The world is increasingly becoming a glacier graveyard. In a study published at the end of February, scientists from 35 research teams determined that glaciers worldwide have lost an average of 273 billion tons of ice per year since 2000. An “alarming increase” has been recorded over the last ten years.
Michael Zemp, one of the co-leaders of the study, categorized the figure. “The 273 billion tonnes of ice lost annually amounts to what the entire global population consumes in 30 years, assuming three litres per person and day,” said the glaciologist from Switzerland.
The dramatic state of the glaciers can be observed worldwide. For example in the Alps, which scientists predict will be largely free of glaciers by 2100. Or in the polar regions, where temperatures are rising even faster than the global average and where the supposedly “eternal ice” is melting away like an ice ball in a waffle on a hot summer’s day. And also the region around Mount Everest, the highest mountain on earth, is no exception.
British scientific expedition conducts research in the Western Cwm this spring
The snow disappears there even in winter, and the ice retreats even at altitudes above 6,000 meters. According to calculations by US scientists, the South Col of Mount Everest at almost 8,000 meters could be completely ice-free by 2050.

During the climbing season this spring, British scientists want to test their hypothesis in the Western Cwm, the valley above the Khumbu Icefall up to the Lhotse flank. They assume that the intense radiation from the sun into the valley causes the snow to melt even at air temperatures below freezing. According to the scientists, if the meltwater subsequently freezes again, it could possibly warm the snow by several degrees, resulting in glacier ice that is much closer to the melting point than previously realized.
Will the Khumbu Glacier disappear by the middle of the 22nd century?
In 2020, a team of scientists led by British geoscientist Ann Rowan predicted that even “under a moderate warming scenario” of the global climate, the Khumbu Glacier would probably lose 59 percent of its ice volume by 2100 and 94 percent by 2200 – “accompanied by a dynamic shutdown that causes the death of this iconic glacier by 2160 CE,” as the researchers reported at the time.

The hundreds of climbers attempting Everest this year and the Icefall Doctors will also be able to observe the changing conditions on the mountain: More bare ice on the route, thus an increased risk of rock fall, increasingly larger crevasses in the Khumbu Icefall.

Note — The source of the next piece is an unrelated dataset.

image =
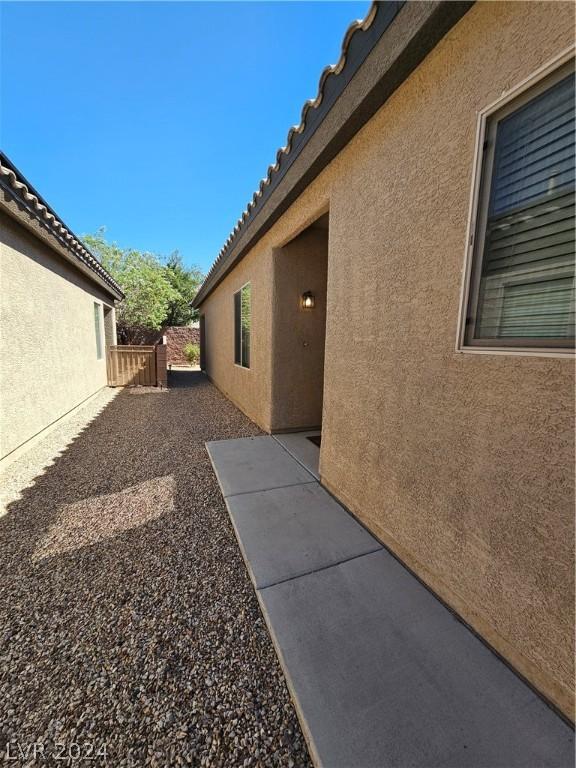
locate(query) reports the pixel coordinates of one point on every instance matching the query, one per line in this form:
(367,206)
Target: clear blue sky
(158,120)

But these are rather luxury problems compared to the effects of glacier retreat on the mountain peoples in the Himalayas or elsewhere in the world.

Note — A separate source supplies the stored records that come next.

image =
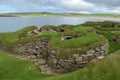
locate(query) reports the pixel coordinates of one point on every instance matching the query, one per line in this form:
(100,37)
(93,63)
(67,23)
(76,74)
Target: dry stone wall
(50,63)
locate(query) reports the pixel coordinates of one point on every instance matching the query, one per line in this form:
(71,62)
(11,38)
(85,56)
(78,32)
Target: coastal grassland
(106,69)
(110,33)
(87,39)
(16,69)
(9,38)
(109,29)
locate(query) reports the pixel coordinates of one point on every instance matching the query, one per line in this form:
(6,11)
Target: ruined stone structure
(50,63)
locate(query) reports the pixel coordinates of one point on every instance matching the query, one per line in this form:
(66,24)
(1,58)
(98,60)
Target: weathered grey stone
(40,54)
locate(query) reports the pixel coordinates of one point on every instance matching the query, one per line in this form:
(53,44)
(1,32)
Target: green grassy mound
(16,69)
(107,69)
(11,37)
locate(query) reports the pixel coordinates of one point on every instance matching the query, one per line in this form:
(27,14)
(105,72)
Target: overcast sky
(59,6)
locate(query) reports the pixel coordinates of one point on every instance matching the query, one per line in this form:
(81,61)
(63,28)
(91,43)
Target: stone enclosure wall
(50,63)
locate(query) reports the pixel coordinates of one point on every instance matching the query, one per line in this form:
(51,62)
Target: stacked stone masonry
(49,62)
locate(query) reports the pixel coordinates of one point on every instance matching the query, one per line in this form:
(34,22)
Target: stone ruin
(48,61)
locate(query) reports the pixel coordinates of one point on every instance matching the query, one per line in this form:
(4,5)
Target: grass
(6,39)
(15,69)
(110,29)
(107,69)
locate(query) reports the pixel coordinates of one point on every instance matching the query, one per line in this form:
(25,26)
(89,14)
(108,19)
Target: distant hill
(58,14)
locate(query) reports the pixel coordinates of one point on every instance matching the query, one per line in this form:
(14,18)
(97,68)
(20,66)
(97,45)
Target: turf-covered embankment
(16,69)
(12,68)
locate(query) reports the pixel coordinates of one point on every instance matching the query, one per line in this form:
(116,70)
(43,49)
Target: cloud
(78,6)
(112,3)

On the occasion of today’s first “World Day for Glaciers”, the United Nations warns: “Rising global temperatures are causing glaciers to retreat at an alarming rate, leading to water scarcity, rising sea levels, and increasing the chances of natural disasters like floods or landslides.”
People in the Everest region got a foretaste of this in August 2024, when the natural dam of a glacial lake burst and the masses of water and mud devastated a large part of the mountaineer’s village of Thame.